Winter changes our normal view of things by emptying the trees of their leaves and covering the ground in thin or thick blankets of snow. The colors of winter are more vivid and the sky seems more brilliantly blue at times with its puffs of white clouds dotting the horizon.
The season of cold can bring surprising nature study subjects your way and if you are open and aware of these opportunities, you will soon find yourself loving or at least appreciating this winter season.
Our sincere wish is that this book will help your family find some joy in winter homeschool nature study. In addition to nature study, this curriculum offers you a chance to include some winter artist study and music appreciation as well. Give everything a chance and see what happens!
With much joy,
Homeschool Nature Study Team, Home of the Outdoor Hour Challenge
Winter Homeschool Nature with Art and Music Appreciation is available in membership, along with access to 26+ Outdoor Hour Challenge Homeschool Curriculum and courses, weekly Outdoor Hour Challenges, a monthly nature calendar with daily nature study prompts and more!
The Winter Homeschool Nature Study for Members Includes:
You will have a complete plan at your fingertips for your spring nature study, art appreciation, and music study. You will need to have the Handbook of Nature Study in order to complete the nature study challenges. All of the art prints are included in the curriculum and there are links to viewing them online as well.
10 Outdoor Hour Challenges – All the Outdoor Hour Challenges in this curriculum are based on the Handbook of Nature Study and include page numbers and suggested learning observations. More about the Handbook of Nature Study, here.
10 Outdoor Hour Challenge notebook pages and nature journal suggestions.
3 months’ worth of art and music appreciation- 3 composers and 3 artists with links, prints to view, coordinating projects, a coloring page, and notebook pages. More on our sister site and the Homeschool Fine Arts curriculum, here.
Links for further enrichment for each Outdoor Hour Challenge, artist study, and composer study.
Complete list of resources and instructions to get started with your winter study.

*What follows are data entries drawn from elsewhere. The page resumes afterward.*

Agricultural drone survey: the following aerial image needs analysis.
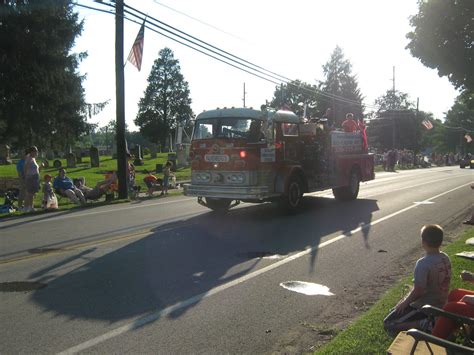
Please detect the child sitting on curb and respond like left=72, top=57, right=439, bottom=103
left=384, top=224, right=451, bottom=336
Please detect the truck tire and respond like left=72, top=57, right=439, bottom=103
left=332, top=169, right=360, bottom=201
left=281, top=176, right=303, bottom=212
left=206, top=197, right=232, bottom=213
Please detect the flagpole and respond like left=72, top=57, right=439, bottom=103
left=115, top=0, right=128, bottom=199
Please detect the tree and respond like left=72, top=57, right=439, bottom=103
left=318, top=47, right=364, bottom=124
left=375, top=90, right=415, bottom=112
left=407, top=0, right=474, bottom=92
left=0, top=0, right=88, bottom=148
left=270, top=80, right=318, bottom=117
left=444, top=91, right=474, bottom=153
left=135, top=48, right=193, bottom=146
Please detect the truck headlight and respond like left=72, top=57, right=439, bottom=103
left=227, top=173, right=245, bottom=184
left=194, top=173, right=211, bottom=182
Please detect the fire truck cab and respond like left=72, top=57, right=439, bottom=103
left=184, top=108, right=374, bottom=211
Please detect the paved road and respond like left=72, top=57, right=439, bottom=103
left=0, top=167, right=474, bottom=354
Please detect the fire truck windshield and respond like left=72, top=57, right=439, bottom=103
left=194, top=117, right=264, bottom=142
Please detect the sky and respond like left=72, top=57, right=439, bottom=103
left=73, top=0, right=458, bottom=131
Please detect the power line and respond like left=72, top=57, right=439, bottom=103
left=153, top=0, right=248, bottom=41
left=77, top=1, right=388, bottom=109
left=121, top=1, right=376, bottom=108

Topics Include: winter cattail study, tree study, sky, weather, pine tree, salt study, winter bird, small square study, early spring flower, signs of spring walk
Nature Study Outdoor Hour Challenge Homeschool Curriculum Included
Each challenge has three parts: inside preparation work, outdoor time, and then a follow up activity. You can complete all or part of each challenge as you go along. Each challenge is written so you can adapt it to your own backyard or local area. Use the ideas as a way to get started with simple weekly nature study using the Handbook of Nature Study. Some of the challenges include pages to read from the Discover Nature in Winter book.
Winter Series Art Appreciation Curriculum Included
Each month there is a suggested piece of artwork to study with your family. You can view the print on your computer, print out the page from the curriculum, or you can follow the provided link to see the artwork in a larger format. Plans for viewing, studying, and then completing a follow up piece of artwork are included with each painting.
Music Appreciation Homeschool Curriculum Included
To enhance your winter nature study, this curriculum includes a suggested piece of music for your family to listen to each month. The plans for each composer include links to biographies, links to listen to the music online, suggestions for CDs to purchase, and plans for completing your music appreciation studies. Each month has a suggested art activity to go along with the musical selection as well.
We have aimed to keep these challenges and studies as simple as possible with very few additional resources needed.